Labour and National adopt classic ploy in Chch East by-election
Labour is busy accentuating the negative while National seems hell bent on eliminating the positive with less than a week to go to the Christchurch East by-election.
While Saturday's poll will determine whether Poto Williams replaces Mayor Lianne Dalziel in the traditionally Labour bastion, both parties are jockeying to win the pre-vote positioning.
At stake is the "narrative" - whether the final result is seen as a victory for their side.
It's a classic political ploy - under promise and over deliver so you can claim a victory even from a poor showing.
Facing an effective public referendum on David Cunliffe's leadership, Labour wants to downplay expectations in case a lacklustre showing damages his standing.
So despite Dalziel's solid 5334 majority in 2011, Cunliffe has been talking up National's equally emphatic victory in the party vote in 2011, by 13,252 (46 per cent) to 9100 for Labour (31.65 per cent).
Labour's "key message" is that the seat is National's to lose.
For Cunliffe "any old win would do", he said yesterday.
"I would say 50 per cent would be great."
He is adamant the party vote is the best measure of "underlying party allegiance" available.
Meanwhile, Prime Minister John Key has been pointing to history to argue a victory is a long shot.
National has never won the seat and no government has ever won a by-election in a seat it did not already hold. So by implication even a good showing would be a win. A narrow victory would be a triumph.
"The probability of that is low," he said.
And he has set an extremely low bar for success. "As long as the majority reduces we'll be happy."
The reality is somewhere in between.
National did win a thumping victory on the party vote, but that was in the context of a huge lead over Labour everywhere. And because the Left vote was split by the strong showing of the Greens, Labour struggled to carry the party vote in many seats.
Even in Cunliffe's New Lynn seat National out-polled Labour by 39.22 per cent to 37 per cent in 2011.

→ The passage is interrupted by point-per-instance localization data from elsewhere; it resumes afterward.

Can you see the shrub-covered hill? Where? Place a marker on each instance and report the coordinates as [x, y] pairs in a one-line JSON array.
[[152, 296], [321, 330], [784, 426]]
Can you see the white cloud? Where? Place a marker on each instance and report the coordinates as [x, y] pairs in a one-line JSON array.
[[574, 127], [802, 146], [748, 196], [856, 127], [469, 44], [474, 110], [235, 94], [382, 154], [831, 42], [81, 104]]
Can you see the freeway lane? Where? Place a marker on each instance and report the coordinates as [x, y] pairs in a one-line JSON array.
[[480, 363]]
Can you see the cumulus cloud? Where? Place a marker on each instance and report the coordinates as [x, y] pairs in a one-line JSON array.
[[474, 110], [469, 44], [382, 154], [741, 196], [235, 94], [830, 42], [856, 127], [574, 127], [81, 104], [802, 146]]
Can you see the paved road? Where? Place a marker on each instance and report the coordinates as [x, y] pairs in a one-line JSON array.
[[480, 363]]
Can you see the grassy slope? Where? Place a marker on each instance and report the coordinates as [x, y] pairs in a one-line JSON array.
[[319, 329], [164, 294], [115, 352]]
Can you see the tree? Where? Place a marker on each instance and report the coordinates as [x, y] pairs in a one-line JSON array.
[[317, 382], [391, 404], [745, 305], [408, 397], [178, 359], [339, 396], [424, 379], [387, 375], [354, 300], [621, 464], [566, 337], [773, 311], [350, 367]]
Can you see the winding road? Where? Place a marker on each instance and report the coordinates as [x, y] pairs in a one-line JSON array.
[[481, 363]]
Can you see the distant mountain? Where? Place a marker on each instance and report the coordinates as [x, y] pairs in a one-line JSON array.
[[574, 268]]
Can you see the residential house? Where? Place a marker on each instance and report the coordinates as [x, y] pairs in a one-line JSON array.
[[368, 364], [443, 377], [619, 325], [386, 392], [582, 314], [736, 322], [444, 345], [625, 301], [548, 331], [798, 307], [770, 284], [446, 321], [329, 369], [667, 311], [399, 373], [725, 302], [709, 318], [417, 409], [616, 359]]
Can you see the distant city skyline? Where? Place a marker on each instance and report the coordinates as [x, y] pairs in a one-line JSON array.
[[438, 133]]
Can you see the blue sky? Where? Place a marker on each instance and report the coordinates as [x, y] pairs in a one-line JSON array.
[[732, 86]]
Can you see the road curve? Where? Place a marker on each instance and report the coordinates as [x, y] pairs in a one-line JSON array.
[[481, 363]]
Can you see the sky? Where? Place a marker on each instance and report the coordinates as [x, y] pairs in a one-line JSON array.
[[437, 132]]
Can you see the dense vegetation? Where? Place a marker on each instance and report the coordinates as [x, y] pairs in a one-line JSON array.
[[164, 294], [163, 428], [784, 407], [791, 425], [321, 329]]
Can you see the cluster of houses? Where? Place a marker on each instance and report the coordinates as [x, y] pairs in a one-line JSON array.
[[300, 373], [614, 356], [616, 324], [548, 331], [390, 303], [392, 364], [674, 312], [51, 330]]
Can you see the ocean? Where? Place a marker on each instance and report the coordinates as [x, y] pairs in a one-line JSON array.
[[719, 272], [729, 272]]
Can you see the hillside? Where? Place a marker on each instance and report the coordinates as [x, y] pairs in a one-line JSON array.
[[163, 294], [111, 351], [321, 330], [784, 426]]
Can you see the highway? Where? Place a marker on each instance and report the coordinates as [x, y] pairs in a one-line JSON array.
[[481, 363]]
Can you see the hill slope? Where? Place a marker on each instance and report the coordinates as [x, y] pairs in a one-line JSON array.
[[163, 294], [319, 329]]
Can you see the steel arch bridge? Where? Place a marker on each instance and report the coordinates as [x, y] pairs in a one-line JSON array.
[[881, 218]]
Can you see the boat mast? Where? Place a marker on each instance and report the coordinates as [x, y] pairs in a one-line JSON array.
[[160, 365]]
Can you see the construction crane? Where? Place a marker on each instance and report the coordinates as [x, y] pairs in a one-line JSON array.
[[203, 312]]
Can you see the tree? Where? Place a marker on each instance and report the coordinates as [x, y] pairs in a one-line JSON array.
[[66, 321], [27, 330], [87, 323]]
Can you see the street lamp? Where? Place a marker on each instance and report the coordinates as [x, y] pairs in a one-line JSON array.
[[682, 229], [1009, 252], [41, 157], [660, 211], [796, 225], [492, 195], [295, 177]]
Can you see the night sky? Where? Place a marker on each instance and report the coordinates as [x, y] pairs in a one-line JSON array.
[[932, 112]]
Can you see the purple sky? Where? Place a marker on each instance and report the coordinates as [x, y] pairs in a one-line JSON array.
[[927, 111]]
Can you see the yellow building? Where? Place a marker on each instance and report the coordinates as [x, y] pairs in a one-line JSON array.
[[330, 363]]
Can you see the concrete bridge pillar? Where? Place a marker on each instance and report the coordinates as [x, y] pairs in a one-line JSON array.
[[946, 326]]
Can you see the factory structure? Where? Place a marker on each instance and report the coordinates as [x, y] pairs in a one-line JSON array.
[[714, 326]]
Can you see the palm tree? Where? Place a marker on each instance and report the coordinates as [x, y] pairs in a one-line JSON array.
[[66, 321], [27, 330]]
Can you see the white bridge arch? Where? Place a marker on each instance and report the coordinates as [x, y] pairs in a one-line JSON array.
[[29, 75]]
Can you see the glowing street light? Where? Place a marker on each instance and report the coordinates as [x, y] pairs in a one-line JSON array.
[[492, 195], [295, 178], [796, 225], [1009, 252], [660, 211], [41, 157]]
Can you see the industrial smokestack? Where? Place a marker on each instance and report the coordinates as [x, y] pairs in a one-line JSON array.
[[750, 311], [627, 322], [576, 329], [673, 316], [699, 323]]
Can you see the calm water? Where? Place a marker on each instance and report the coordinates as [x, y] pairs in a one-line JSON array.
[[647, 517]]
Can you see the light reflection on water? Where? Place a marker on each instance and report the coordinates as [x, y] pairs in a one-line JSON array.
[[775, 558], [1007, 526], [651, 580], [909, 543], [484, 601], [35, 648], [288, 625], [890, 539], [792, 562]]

In Christchurch East the Greens took 11.68 per cent and NZ First 6.26 per cent.
So even when National was riding high - and with its minor parties allies the Conservatives, UnitedFuture and Act factored in - the Government-Opposition divide was even.
Also, Labour's polling is about 5 percentage points higher now than it was on election night.

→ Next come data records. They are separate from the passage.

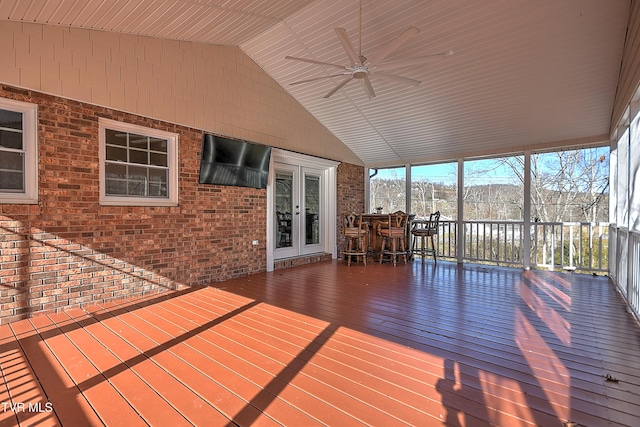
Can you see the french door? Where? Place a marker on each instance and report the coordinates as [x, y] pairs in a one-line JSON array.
[[299, 216]]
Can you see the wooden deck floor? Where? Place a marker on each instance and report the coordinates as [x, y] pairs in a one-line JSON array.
[[328, 344]]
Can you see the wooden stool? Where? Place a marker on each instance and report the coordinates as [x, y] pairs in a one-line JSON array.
[[425, 230], [355, 234], [395, 236]]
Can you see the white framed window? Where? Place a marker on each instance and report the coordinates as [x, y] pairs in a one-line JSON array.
[[138, 165], [18, 152]]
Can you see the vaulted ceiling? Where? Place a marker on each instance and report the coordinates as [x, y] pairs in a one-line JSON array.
[[523, 74]]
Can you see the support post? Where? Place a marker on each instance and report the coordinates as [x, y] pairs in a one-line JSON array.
[[460, 224], [526, 214]]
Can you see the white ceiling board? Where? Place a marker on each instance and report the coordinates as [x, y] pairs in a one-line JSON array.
[[523, 72]]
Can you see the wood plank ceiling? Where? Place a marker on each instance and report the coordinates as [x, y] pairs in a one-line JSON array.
[[523, 74]]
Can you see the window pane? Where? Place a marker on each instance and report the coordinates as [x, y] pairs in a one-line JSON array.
[[434, 188], [116, 138], [137, 185], [138, 141], [11, 139], [11, 171], [312, 209], [387, 190], [115, 179], [10, 120], [158, 159], [116, 154], [156, 144], [158, 179], [139, 157]]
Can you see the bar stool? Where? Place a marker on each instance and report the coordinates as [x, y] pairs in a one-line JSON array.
[[395, 236], [355, 234], [423, 230]]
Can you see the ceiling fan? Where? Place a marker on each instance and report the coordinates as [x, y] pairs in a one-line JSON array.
[[363, 68]]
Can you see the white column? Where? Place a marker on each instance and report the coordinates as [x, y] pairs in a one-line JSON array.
[[407, 188], [460, 225], [526, 256]]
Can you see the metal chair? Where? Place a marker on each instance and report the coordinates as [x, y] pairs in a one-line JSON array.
[[423, 230]]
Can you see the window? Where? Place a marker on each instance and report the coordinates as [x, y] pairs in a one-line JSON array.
[[138, 165], [18, 152]]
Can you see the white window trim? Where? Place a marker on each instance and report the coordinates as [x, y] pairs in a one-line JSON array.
[[172, 152], [30, 139]]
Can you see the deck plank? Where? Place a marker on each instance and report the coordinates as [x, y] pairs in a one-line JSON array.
[[328, 344]]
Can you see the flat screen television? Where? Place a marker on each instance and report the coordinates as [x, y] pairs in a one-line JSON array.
[[233, 162]]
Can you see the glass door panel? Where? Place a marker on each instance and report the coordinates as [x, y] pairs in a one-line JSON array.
[[312, 207], [287, 211]]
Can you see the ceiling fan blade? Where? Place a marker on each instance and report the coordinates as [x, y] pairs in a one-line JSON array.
[[340, 86], [313, 61], [348, 47], [393, 45], [415, 61], [316, 78], [366, 84], [398, 79]]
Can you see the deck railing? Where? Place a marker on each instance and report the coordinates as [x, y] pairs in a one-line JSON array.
[[625, 270], [579, 246]]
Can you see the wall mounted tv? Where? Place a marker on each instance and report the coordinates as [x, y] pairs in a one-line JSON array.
[[233, 162]]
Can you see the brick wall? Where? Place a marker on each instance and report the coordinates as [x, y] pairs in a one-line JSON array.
[[68, 250]]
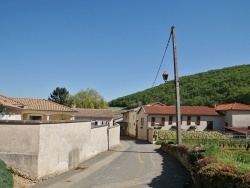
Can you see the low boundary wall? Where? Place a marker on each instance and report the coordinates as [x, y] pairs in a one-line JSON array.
[[41, 149]]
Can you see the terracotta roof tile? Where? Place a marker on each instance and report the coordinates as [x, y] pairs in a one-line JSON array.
[[5, 101], [185, 110], [94, 113], [232, 106], [42, 104]]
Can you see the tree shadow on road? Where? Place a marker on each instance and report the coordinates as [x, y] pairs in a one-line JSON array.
[[173, 175], [135, 140]]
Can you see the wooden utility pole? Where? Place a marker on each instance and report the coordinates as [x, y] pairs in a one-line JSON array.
[[177, 92]]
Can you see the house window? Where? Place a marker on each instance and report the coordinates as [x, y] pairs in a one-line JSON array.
[[142, 122], [170, 121], [210, 125], [198, 122], [35, 118], [189, 120], [162, 121], [153, 121]]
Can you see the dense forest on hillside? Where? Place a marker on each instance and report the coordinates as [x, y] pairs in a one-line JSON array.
[[225, 85]]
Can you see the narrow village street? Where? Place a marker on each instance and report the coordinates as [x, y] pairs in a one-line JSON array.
[[135, 163]]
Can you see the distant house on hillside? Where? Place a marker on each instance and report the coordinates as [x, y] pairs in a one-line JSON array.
[[236, 116], [33, 109], [99, 116]]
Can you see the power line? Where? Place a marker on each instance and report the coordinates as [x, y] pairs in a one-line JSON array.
[[162, 58]]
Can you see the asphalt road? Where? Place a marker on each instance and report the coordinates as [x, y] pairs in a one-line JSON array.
[[135, 164]]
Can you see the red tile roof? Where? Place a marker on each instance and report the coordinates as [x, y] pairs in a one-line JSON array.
[[42, 104], [232, 106], [94, 113], [185, 110], [5, 101]]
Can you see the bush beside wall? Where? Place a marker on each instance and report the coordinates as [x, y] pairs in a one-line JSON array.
[[6, 179], [206, 172]]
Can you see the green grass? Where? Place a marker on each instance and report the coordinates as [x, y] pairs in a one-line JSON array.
[[6, 179], [236, 157]]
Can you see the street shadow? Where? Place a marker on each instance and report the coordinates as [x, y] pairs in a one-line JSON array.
[[173, 175], [135, 140]]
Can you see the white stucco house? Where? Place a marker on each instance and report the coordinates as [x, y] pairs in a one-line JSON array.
[[96, 116], [129, 122], [236, 116], [198, 118]]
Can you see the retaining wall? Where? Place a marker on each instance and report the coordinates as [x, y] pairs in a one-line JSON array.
[[40, 150]]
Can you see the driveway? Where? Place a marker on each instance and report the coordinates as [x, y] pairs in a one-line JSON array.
[[135, 164]]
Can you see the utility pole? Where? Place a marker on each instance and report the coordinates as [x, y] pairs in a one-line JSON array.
[[177, 92]]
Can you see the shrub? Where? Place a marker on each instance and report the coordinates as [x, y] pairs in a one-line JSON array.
[[6, 179]]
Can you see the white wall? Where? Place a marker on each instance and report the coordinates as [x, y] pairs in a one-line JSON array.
[[132, 123], [240, 118], [46, 149], [10, 115], [142, 128]]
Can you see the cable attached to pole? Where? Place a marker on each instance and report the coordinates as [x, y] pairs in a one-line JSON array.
[[162, 58]]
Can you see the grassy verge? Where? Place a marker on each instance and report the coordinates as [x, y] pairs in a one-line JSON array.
[[6, 179], [237, 158]]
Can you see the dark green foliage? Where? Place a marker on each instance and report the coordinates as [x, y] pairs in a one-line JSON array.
[[225, 85], [6, 180], [89, 98], [60, 95]]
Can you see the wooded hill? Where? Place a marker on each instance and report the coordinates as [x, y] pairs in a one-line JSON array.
[[225, 85]]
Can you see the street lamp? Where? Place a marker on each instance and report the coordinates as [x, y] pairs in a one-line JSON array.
[[177, 92]]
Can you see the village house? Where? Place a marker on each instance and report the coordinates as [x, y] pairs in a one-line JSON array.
[[236, 116], [33, 109], [198, 118], [96, 116]]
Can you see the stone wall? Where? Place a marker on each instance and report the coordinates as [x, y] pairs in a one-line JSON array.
[[43, 149]]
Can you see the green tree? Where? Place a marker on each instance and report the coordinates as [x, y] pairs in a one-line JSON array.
[[60, 95], [88, 99]]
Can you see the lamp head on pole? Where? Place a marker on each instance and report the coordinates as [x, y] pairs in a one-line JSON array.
[[165, 76]]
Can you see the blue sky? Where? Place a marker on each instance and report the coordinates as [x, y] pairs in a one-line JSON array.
[[115, 46]]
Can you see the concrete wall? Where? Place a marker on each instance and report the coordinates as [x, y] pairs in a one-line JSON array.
[[114, 136], [41, 150], [151, 135], [239, 118]]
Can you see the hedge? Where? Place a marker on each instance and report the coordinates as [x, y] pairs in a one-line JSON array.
[[207, 172]]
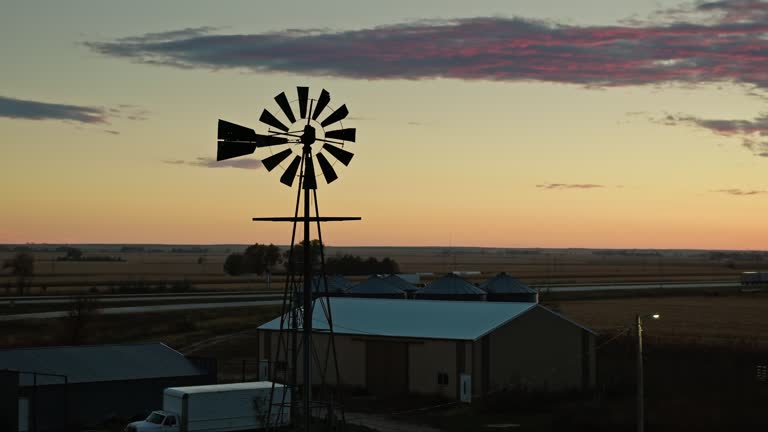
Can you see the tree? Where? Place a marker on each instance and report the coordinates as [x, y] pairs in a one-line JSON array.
[[257, 259], [298, 255], [82, 312], [355, 265], [23, 267], [233, 264]]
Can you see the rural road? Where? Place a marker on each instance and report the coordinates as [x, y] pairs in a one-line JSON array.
[[132, 298], [632, 286], [383, 423], [143, 309], [244, 300]]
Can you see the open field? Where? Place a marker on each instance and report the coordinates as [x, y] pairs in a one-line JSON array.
[[203, 269]]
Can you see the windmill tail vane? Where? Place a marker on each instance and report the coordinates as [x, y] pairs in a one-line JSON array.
[[308, 136], [303, 132]]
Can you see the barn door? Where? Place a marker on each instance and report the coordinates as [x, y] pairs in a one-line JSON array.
[[23, 415], [465, 389]]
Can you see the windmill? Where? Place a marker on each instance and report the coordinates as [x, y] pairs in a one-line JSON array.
[[294, 146]]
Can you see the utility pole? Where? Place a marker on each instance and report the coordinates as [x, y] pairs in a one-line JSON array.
[[640, 380], [640, 400]]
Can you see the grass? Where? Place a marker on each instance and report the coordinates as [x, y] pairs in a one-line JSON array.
[[545, 266], [176, 329]]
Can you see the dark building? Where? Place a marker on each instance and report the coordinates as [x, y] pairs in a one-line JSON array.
[[67, 387], [401, 284], [504, 287], [337, 285]]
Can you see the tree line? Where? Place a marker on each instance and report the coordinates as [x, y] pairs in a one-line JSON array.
[[262, 258]]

So there is no reason why a strong party vote then should translate into a win in the seat.
Dalziel's personal popularity will be a factor. Her majority was 5334 - 15,559 votes (53.54 per cent) to 10,225 (36.50 per cent) - over the luckless Aaron Gilmore. She has endorsed Williams.
But with a much lower turnout expected in a by-election, and with some 10,000 voters having quit the seat since the earthquakes, the numerical majority on Saturday will be largely irrelevant.
National could even lose ground and still see Labour's majority reduce if the turnout is as low as expected.
The percentage vote is a more accurate benchmark.
Dalziel secured 53.54 per cent and Gilmore 36.5 per cent in 2011.
Presuming Labour holds the seat, if Poto Williams gets much less than a 3:2 advantage over National's Matthew Doocey then Labour and Cunliffe will have reason to worry.
Anything above 53 per cent will look like a fine result for Labour, anything under 50 per cent a relative failure.
If Doocey can attract 40 per cent of the vote National can be well-pleased. Less than 33 per cent and the warning bells will be ringing for 2014.